The US housing market, in the words of the housing bulls, is stabilizing. New home sale rising again, as aggressive builder incentives bring buyers back to the market. Meanwhile, mortgage payments which fell below 7%, coupled with the housing market entering the busier spring season, saw many regional housing markets reverse from method of correction on growth mode. Indeed, Only 16% of the region’s housing markets tracked by Zillow saw house prices decline between March and April.

When it comes to housing, the worst is behind us. Or is it?

The housing market recession isn’t over yet—and it could pick up again as the market moves into the slower summer and fall months. At least that’s according to one revised forecast just release on Fannie Mae.

In the first quarter of 2023, the activity of the US housing market measured by private residential fixed investment (ie the core of housing GDP) decreased, on a nominal basis, for four consecutive quarters. And more contracting could be on the horizon. Indeed, Fannie Mae expects residential fixed investment to fall in Q2 2023 (-5.9%), Q3 2023 (-9.1%), Q4 2023 (-6.4%), and Q1 2024 (-1%).

“There is a record number of multifamily units currently under construction, which are scheduled to come online later this year and through 2024. Coupled with the tightening of credit for construction lending, which we expect will soon materialize in a slow new project pipeline, we expect a significant slowdown in starts later this year,” wrote Fannie Mae economists their report published last Friday.

The retreat of the multifamily segment, according to Fannie Mae’s forecast, will negate any economic growth made by single-family, which benefited this spring from builder incentives such as mortgage rate buydowns.

Last year, the housing market was one of the few areas of the economy that was stuck in the recession. That could soon change: Fannie Mae’s forecast model thinks the downturn in the US housing market will play out and help push the US economy into a recession. Indeed, Fannie Mae predicts US GDP decreased in Q3 2023 (-1.2%), Q4 2023 (-1.7%), and Q1 2024 (-0.5%).

“A moderate recession is the likely outcome—and its timing remains the primary important question—because the Fed is likely to maintain tighter policy for a longer period of time if pressures “Wage-related inflationary pressures will not slow,” Fannie Mae economists wrote.

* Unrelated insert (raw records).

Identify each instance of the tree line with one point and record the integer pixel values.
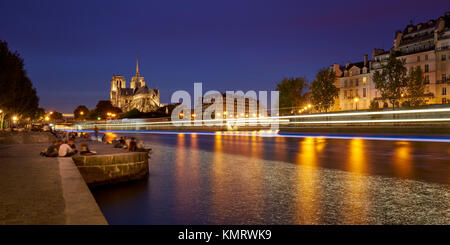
(18, 97)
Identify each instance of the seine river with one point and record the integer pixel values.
(247, 179)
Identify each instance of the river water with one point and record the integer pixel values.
(247, 179)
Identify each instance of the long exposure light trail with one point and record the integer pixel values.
(375, 121)
(272, 134)
(283, 119)
(370, 113)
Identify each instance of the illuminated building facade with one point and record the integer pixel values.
(138, 96)
(425, 45)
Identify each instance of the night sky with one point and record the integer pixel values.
(72, 48)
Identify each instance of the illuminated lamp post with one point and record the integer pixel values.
(2, 117)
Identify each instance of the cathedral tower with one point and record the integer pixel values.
(137, 81)
(117, 83)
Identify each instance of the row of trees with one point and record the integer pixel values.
(393, 82)
(296, 93)
(103, 109)
(18, 97)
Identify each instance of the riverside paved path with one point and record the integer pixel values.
(40, 190)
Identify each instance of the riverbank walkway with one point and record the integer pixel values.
(39, 190)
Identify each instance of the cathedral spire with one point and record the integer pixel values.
(137, 67)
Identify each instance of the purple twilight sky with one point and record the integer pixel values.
(72, 48)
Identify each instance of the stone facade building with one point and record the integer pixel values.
(425, 45)
(138, 96)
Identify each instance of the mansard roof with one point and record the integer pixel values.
(143, 90)
(126, 91)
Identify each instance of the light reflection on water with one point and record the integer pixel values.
(246, 179)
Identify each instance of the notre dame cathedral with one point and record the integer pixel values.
(138, 96)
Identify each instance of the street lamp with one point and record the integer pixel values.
(356, 99)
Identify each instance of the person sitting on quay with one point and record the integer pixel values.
(140, 146)
(65, 150)
(84, 150)
(73, 146)
(52, 150)
(119, 143)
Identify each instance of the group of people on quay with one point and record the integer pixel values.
(129, 144)
(65, 145)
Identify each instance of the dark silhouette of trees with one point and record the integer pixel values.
(81, 112)
(292, 93)
(391, 80)
(17, 95)
(102, 108)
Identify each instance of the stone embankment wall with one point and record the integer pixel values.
(9, 138)
(107, 169)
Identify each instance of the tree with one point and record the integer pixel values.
(374, 106)
(57, 116)
(323, 91)
(391, 80)
(103, 107)
(292, 93)
(17, 95)
(80, 112)
(415, 88)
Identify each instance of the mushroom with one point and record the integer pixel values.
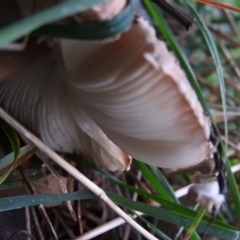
(112, 100)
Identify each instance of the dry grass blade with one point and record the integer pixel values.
(74, 172)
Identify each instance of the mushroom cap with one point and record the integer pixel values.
(110, 100)
(135, 91)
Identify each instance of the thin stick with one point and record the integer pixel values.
(74, 172)
(119, 221)
(219, 5)
(28, 222)
(36, 222)
(41, 207)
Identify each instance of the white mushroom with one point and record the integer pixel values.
(98, 97)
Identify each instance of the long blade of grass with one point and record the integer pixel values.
(195, 223)
(163, 202)
(57, 12)
(219, 5)
(14, 141)
(152, 180)
(175, 218)
(212, 47)
(10, 203)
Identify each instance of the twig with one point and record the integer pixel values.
(41, 207)
(37, 225)
(28, 222)
(74, 172)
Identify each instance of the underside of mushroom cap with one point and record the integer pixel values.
(136, 92)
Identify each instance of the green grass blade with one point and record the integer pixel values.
(195, 223)
(164, 183)
(10, 203)
(152, 180)
(15, 144)
(176, 218)
(57, 12)
(212, 48)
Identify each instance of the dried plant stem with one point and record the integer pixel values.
(73, 171)
(119, 221)
(36, 222)
(41, 207)
(28, 222)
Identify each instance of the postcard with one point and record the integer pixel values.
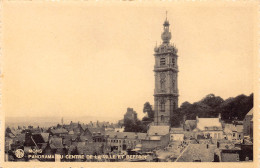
(129, 83)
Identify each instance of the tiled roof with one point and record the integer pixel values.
(45, 137)
(56, 143)
(96, 130)
(250, 112)
(197, 152)
(158, 130)
(202, 123)
(127, 135)
(233, 128)
(176, 130)
(191, 123)
(59, 131)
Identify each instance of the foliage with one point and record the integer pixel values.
(134, 126)
(210, 106)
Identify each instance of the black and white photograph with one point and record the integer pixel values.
(129, 81)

While Fannie Mae’s forecast model predicts that the US housing market will help drag the economy into recession, Fannie Mae’s economists also believe that the US housing market will act as a buffer against a deeper recession. retreat.

“We see conditions in the housing construction and auto sectors likely to be more of a buffer to the severity of a recession by being potential drivers of a later recovery than a way to prevent one. ,” Fannie Mae economists wrote Friday.

What does this mean for house prices?

Unlike Zillow and CoreLogic, which predicts a slight increase in house prices next year, Fannie Mae thinks the home price correction will soon regain momentum. Fannie Mae’s forecast model has US home prices, as measured by the Fannie Mae Home Price Index, falling 1.2% between Q4 2022 and Q4 2023, and then another 2.2% decline between Q4 2023 and Q4 2024. If the declines come to fruition, it would mark the first year-over-year decline measured by the Fannie Mae Home Price Index since 2012.

By the time the national home price bottoms in Q4 2024, Fannie Mae predicts US home prices will be 5.28% lower than the peak in Q2 2022. Regionally speaking, results are likely to vary widely. .

That prediction is a mild correction—not a house crash.

The reason Fannie Mae says a national crash in home prices is unlikely is due to a lack of inventory for sale. In fact, active inventory is 40% below pre-pandemic levels.

“Although mortgage rates remain high compared to the past few years, the severe shortage of housing supply remains supportive of home prices. Of course, the lack of homes for sale is currently exacerbated by the so-called ‘lock-in effect,’ which continues to disincentivize many households with low mortgage rates from listing their homes,” wrote Fannie Mae chief economist Doug Duncan in a recent report.